# Uptime!



## iTails (Aug 10, 2011)

How long has your computer been on?


----------



## Draconas (Aug 10, 2011)

About an hour for my laptop, 1 day, 9 hours, and 30 minutes for my desktop though it's gonna reboot when this game finishes downloading, yay windows updates.


----------



## Obtuse tail (Aug 10, 2011)

i turn my computer off every night to conserve power. (our energy bill gets real high)
The longest it's been on was like, 2 weeks.


----------



## Leafblower29 (Aug 11, 2011)

Yesterday.


----------



## TechnoGypsy (Aug 11, 2011)

Obtuse tail said:


> i turn my computer off every night to conserve power. (our energy bill gets real high)



I do the same thing, unless I'm downloading something massive or if it's just plain slow. The longest has been 2 days.


----------



## DW_ (Aug 11, 2011)

There


----------



## Draconas (Aug 11, 2011)

TheDW said:


> There



I'm gonna guess but, is that a year?


----------



## DW_ (Aug 11, 2011)

Draconas said:


> I'm gonna guess but, is that a year?



One day.


----------



## Runefox (Aug 11, 2011)

My computer typically only turns off for the following reasons:

Power failure
Upgrades
Cleaning


Uptime readings are not accurate due to the following:

Triple-boot between Windows 7, Ubuntu 11.04 and OS X 10.6.7
Update installation
Any other random reboot


----------



## Sar (Aug 25, 2011)

4 hours is the average,
10 Hours is the record.


----------



## ArielMT (Aug 25, 2011)

Mine only shuts down for power outages and kernel upgrades, and the former is happening quite a lot thanks to the later than usual rainy season.  It's not uncommon for me to have a season or two of continuous uptime.

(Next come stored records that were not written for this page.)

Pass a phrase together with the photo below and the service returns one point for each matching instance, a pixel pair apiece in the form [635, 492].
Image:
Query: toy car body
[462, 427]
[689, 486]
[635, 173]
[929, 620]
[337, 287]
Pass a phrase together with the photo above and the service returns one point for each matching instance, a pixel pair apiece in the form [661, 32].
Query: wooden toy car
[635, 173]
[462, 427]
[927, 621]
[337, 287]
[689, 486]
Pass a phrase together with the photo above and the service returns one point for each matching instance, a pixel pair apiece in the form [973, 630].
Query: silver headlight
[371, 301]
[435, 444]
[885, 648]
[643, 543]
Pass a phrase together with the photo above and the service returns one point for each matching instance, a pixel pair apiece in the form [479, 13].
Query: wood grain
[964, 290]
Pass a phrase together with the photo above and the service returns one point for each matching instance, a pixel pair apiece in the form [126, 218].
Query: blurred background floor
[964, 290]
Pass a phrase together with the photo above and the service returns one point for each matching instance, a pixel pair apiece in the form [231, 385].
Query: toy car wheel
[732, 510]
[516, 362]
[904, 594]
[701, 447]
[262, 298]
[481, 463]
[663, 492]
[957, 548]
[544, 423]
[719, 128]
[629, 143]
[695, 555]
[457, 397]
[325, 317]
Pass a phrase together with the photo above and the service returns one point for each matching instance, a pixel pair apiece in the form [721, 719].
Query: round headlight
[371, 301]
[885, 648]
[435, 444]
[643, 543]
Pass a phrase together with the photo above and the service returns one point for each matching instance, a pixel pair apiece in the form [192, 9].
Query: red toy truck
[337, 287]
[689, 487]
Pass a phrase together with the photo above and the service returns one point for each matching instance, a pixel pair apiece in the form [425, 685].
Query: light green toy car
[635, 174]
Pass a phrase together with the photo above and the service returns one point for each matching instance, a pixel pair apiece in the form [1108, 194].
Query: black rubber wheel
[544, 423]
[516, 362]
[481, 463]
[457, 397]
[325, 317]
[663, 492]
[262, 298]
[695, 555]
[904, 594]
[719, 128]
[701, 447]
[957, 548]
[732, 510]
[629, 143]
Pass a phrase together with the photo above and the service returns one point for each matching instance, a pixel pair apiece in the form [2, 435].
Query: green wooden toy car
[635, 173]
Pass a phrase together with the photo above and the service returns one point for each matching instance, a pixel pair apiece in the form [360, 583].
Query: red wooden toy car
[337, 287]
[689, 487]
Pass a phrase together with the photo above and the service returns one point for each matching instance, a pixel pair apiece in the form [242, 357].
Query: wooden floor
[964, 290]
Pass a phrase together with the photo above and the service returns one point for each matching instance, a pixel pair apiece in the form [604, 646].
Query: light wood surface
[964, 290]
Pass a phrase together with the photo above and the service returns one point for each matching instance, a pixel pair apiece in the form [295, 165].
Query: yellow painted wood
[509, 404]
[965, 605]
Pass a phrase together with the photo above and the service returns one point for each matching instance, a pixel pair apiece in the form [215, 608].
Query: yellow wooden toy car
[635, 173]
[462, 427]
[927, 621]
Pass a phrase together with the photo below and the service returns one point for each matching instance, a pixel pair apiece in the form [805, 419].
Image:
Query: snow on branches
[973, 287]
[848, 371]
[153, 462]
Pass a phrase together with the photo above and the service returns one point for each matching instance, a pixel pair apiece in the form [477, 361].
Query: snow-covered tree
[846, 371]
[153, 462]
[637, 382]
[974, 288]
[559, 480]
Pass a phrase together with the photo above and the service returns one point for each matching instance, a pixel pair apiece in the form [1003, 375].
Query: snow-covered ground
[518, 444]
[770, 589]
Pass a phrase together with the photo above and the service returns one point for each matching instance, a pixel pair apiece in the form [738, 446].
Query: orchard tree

Except on Windows.  I have to reboot at least once a week just to do simple things without slowdowns, hangups, and crashes.


----------



## johnny (Aug 25, 2011)

Twelve minutes ^_^


----------



## SnowFox (Aug 25, 2011)

Home:
20:46:45 up 18 days,  8:31,  2 users,  load average: 1.53, 1.39, 1.15

Work:
20:47:27 up 160 days,  2:21,  1 user,  load average: 0.00, 0.01, 0.05

I think its previous uptime was about 50 days. It's only ever been rebooted once since I installed the OS.


----------